Public People: Personal Data in Open Government Databases

Government open data (OGD) programs, in which a government places public data online in a downloadable and typically machine-readable format, have spread widely in recent years. Just over ten years after the launch of the first OGD program, Washington D.C. in 2006, dozens of OGD programs exist worldwide. The practice of opening government data has spread but strong norms around what to open do not yet exist.
Open data programs take data that is technically but not practically accessible to the public, and place it onto the Internet, bringing information out from town hall filing cabinets and into Google search results, civic apps, data-driven journalism and commercial databases. Politicians and advocates laud government open data programs for their economic potential, but alongside these positive outcomes, specific privacy implications exist for open people data. The phrase “people data” here refers to any data concerning a specific individual, as opposed to aggregated statistics. This United Kingdom and the United States rank as the first and second most open in terms of government open data, according to the Open Data Barometer, yet the two nations handle personal data in diverging ways.

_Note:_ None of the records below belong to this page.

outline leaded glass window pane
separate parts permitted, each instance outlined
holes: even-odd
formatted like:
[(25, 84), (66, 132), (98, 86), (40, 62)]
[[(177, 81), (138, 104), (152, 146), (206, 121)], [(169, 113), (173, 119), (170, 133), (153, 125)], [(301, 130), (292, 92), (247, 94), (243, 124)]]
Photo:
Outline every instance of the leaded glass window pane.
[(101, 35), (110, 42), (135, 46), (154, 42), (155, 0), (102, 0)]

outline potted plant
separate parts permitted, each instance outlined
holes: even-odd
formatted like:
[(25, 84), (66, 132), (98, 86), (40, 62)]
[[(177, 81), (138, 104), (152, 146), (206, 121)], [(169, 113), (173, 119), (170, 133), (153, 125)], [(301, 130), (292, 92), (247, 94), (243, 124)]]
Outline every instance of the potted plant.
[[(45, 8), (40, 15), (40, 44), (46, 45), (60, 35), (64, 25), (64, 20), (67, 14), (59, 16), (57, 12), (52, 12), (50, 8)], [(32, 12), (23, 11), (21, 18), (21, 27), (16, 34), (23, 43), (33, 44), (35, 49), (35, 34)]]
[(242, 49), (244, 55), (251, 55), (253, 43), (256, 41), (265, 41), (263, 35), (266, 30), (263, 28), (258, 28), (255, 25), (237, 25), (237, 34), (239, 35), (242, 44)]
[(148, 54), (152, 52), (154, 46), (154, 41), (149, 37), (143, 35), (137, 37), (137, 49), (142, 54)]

What data is “embodied” by a specific person has expanded, as recent academic work has uncovered the ease with which data can be deanonymized. A dataset no longer needs to list a specific person’s name or contact information to be personal. The definition of what is sensitive personal information has also expanded in recent years, as open data by definition can be freely reused and linked with other public or private databases. While information from a singular dataset may not be sensitive, the privacy implications of its use could increase when it is linked with other information.
The UK closely regulates the publication of people data through policies such as the 1998 Data Protection Act, whereas the US is comparatively lenient in publishing information related to people. Not only has the definition of “people data” in the US and UK evolved over the years but the differences in regulation of personal data in the US and the UK has implications for data reuse in the two nations.

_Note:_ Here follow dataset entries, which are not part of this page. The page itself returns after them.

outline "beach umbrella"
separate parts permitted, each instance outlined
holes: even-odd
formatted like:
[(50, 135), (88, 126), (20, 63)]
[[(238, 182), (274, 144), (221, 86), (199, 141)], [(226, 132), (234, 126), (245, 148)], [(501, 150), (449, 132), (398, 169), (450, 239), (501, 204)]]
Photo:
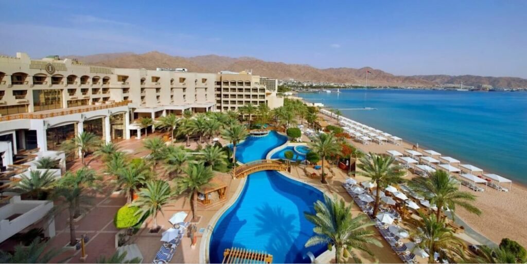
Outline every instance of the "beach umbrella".
[(373, 199), (369, 195), (366, 194), (363, 194), (359, 196), (359, 199), (363, 201), (365, 201), (366, 202), (372, 202), (375, 200)]
[(364, 194), (365, 191), (363, 188), (360, 188), (358, 186), (356, 186), (352, 189), (352, 192), (354, 194), (357, 194), (358, 195)]
[(387, 187), (385, 189), (385, 190), (388, 191), (390, 192), (395, 192), (396, 191), (399, 191), (396, 188), (391, 186), (388, 185)]
[(408, 197), (406, 197), (406, 196), (402, 192), (399, 192), (398, 191), (396, 191), (395, 192), (393, 193), (393, 195), (395, 197), (395, 198), (399, 198), (401, 200), (408, 200)]
[(389, 205), (395, 205), (395, 204), (396, 204), (395, 200), (394, 200), (393, 198), (388, 196), (381, 197), (380, 200)]
[(406, 206), (408, 206), (408, 207), (414, 210), (417, 210), (421, 208), (419, 207), (418, 205), (417, 205), (417, 204), (414, 202), (413, 201), (407, 200), (406, 201)]
[(185, 218), (187, 217), (189, 214), (187, 212), (181, 211), (178, 212), (172, 216), (170, 219), (168, 220), (170, 222), (170, 224), (172, 225), (175, 225), (176, 224), (179, 224), (185, 220)]
[(392, 225), (394, 222), (394, 218), (387, 212), (382, 212), (377, 215), (377, 219), (381, 222)]
[[(373, 190), (373, 191), (372, 192), (372, 194), (373, 194), (374, 196), (376, 196), (377, 190), (378, 190), (378, 189), (375, 189), (375, 190)], [(384, 197), (386, 196), (386, 195), (384, 194), (384, 192), (383, 191), (379, 192), (379, 196), (380, 196), (380, 197)]]
[(170, 242), (173, 239), (178, 237), (179, 235), (179, 229), (176, 228), (169, 228), (163, 232), (161, 236), (161, 240), (163, 242)]
[(350, 185), (357, 184), (357, 181), (355, 180), (355, 179), (352, 179), (351, 178), (348, 178), (347, 179), (346, 179), (345, 182)]
[(408, 238), (410, 237), (410, 234), (408, 233), (408, 231), (399, 226), (392, 225), (388, 227), (388, 230), (389, 230), (391, 233), (401, 238)]
[(364, 188), (373, 188), (375, 186), (375, 184), (371, 181), (363, 181), (360, 182), (360, 185)]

The impact of open data can be difficult to measure but the relative reuse of data can be addressed by comparing the most used datasets in US federal database data.gov to the most used datasets in the UK open database data.gov.uk. Do two nations use categorically different data, and how do the differences in the datasets available impact the commercial applications of the OGD?
The government open data movement is still in the early stages of development; while the US and UK may have a fairly developed open data programs at the national level, others are just considering it. Norms around personal data in OGD should develop in lock step with spread of open data itself. The “Public People” presentation will help to explore the role of OGD in bringing personal data out into the public sphere of the Internet.